Review Summary: Striking a balance between past and future.
Acceptance is a band that has become nearly as defined by their mythology as they have by their actual recorded output. As the band was preparing to release its debut album Phantoms
in 2005, they seemed to be on the verge of major stardom. The band consistently managed to toe the line between pop rock and more hard-edged pop punk in a compelling way, and the soaring vocals of frontman Jason Vena helped make Phantoms
one of the most memorable releases from the ‘00s pop rock scene. However, label politics, a botched album rollout, and an early leak doomed the band’s commercial chances before they even got off the ground. Within a year, frustrated at treatment by their label and plagued by creative differences, Acceptance called it quits.
While some of the band’s members continued into other musical endeavors (most notably guitarist Christian McAlhaney joining Anberlin), the group’s greater legacy became largely defined by Phantoms
, and the cult following it attracted in the decade that followed. When the band reunited in 2015, questions abounded about whether any new music they put out would be able to live up to fans’ expectations. Fortunately, Colliding by Design
is an album largely unconcerned with expectations of what a follow-up to a cult classic album should sound like. Rather than trying to put up a facsimile of their 2005 sound, Acceptance have synthesized a decade of musical and personal growth for the band members into a distinctly modern pop rock sound.
Returning producer Aaron Sprinkle brings his trademark pop sheen to the forefront, and this time the sonic balance shifts heavily in favor of glistening pop hooks and subtle ambiance.
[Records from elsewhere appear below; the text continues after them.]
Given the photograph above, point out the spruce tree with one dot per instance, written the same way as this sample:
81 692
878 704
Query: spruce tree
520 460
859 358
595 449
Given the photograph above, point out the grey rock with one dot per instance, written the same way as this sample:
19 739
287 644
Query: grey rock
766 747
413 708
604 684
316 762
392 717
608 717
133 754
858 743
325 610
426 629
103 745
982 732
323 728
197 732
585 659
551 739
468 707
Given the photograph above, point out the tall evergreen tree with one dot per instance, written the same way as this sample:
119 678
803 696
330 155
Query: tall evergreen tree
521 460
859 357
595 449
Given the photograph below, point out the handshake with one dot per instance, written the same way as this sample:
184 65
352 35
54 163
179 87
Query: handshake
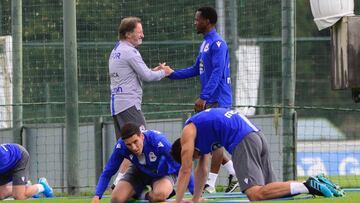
162 66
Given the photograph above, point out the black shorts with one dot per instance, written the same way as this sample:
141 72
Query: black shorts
129 115
19 175
139 180
252 163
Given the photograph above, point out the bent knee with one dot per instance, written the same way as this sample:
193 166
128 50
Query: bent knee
20 197
254 193
159 196
117 199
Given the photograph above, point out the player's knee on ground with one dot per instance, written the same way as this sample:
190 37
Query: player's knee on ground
255 193
2 196
159 196
117 199
20 196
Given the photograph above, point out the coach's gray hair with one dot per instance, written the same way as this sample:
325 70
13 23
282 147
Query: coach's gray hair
126 25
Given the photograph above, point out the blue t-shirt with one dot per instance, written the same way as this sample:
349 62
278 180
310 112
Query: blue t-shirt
220 127
158 161
10 154
213 66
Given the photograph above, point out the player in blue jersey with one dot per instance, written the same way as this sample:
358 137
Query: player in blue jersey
250 155
213 66
14 174
152 164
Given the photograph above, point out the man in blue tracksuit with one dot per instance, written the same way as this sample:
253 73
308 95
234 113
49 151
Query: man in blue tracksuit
152 164
213 66
250 153
14 174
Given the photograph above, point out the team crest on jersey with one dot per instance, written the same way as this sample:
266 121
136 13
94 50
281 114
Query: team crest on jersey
215 146
142 128
152 157
218 43
206 48
201 67
160 144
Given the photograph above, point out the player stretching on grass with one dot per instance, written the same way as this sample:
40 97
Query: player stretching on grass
14 167
152 164
249 152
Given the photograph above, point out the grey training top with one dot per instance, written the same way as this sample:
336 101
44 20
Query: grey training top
127 70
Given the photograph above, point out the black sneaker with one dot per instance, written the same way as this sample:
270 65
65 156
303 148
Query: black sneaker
232 184
315 187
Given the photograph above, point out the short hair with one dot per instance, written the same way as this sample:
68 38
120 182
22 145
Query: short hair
126 25
209 13
176 150
129 129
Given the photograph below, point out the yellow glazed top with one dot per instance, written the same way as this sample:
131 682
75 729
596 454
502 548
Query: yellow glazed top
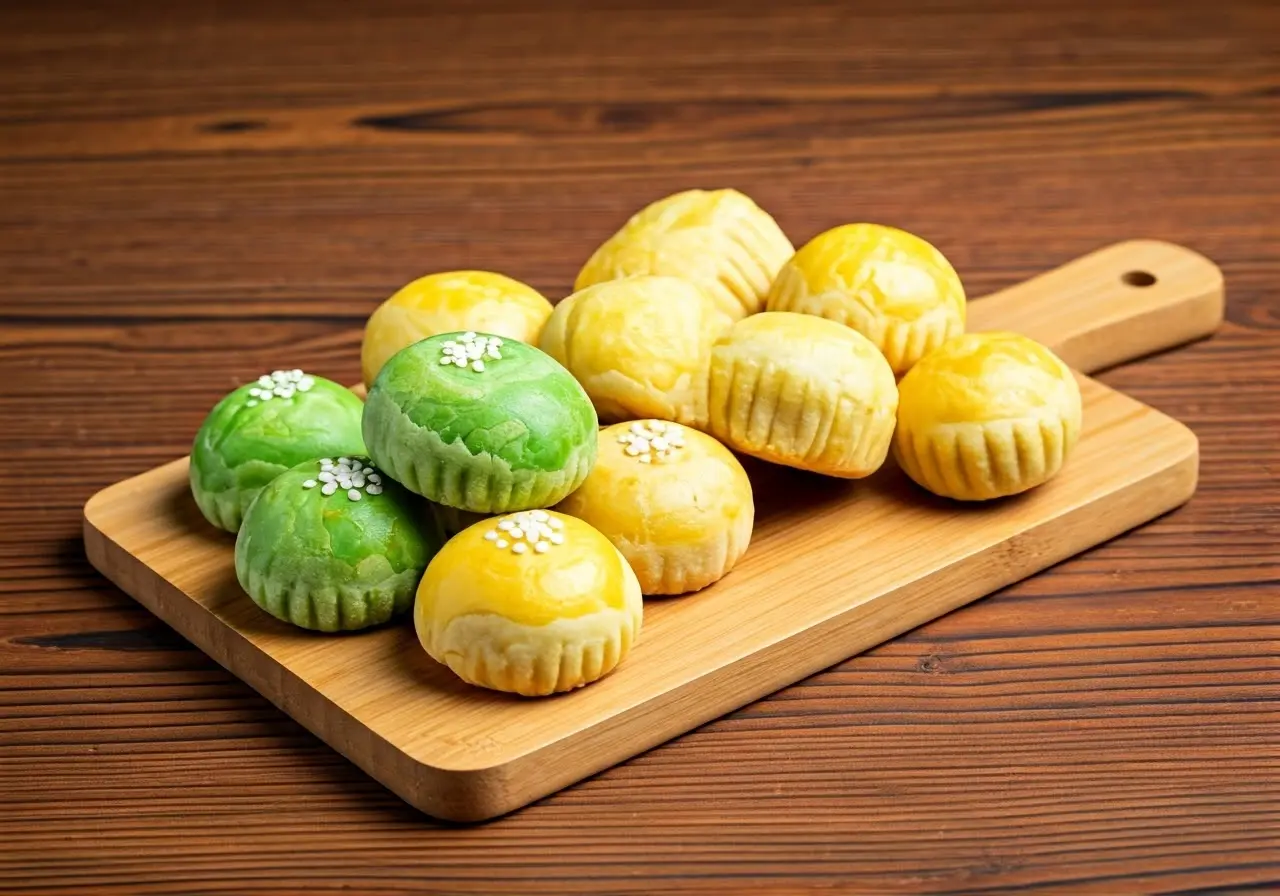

The album’s title track is a bouncy jam, with verses propelled by a simple yet catchy drumbeat, and an addictive guitar lick that wouldn’t feel out of place on a song by The 1975. “We Can Escape” uses well-executed synthesizers to give it a sweeping singalong atmosphere, and like many of the tracks here, it wouldn’t feel remotely out of place being performed in a stadium setting. “Fire and Rain” is one of the catchiest pop rock tracks likely to be heard this year, striking a delicate balance between intimate relatability and grandiose splendor.
However, none of this is to say that Acceptance have abandoned their roots completely. Perhaps the single most impressive aspect of Colliding by Design
is that no matter how much the band pushes themselves into new sonic territory, the record still feels distinctly connected to their core identity from a decade earlier. Central to this accomplishment is the performance of Jason Vena, returning after a decade largely absent from music sounding as passionate and driven by emotion as he ever did on Phantoms
. His soaring vocals give every track its emotional center, and make songs like breakup anthem “Haunted” feel distinctly intimate despite their stadium-soaring sound. Some listeners may find the album contains too many mid-tempo songs for their liking, but repeat listens reveal plenty of depth and variety across the album’s 11 tracks. There will certainly be detractors who mourn the absence of any tracks that feel straight out of 2005, but Colliding by Design
was clearly not made as a nostalgia-baiting cash grab. This is the sound of a band that has struck a balance between its under-appreciated past, and a surprisingly promising future. After a decade apart, Acceptance have caught a new breath of life, one that will hopefully carry them forward for many more years to come.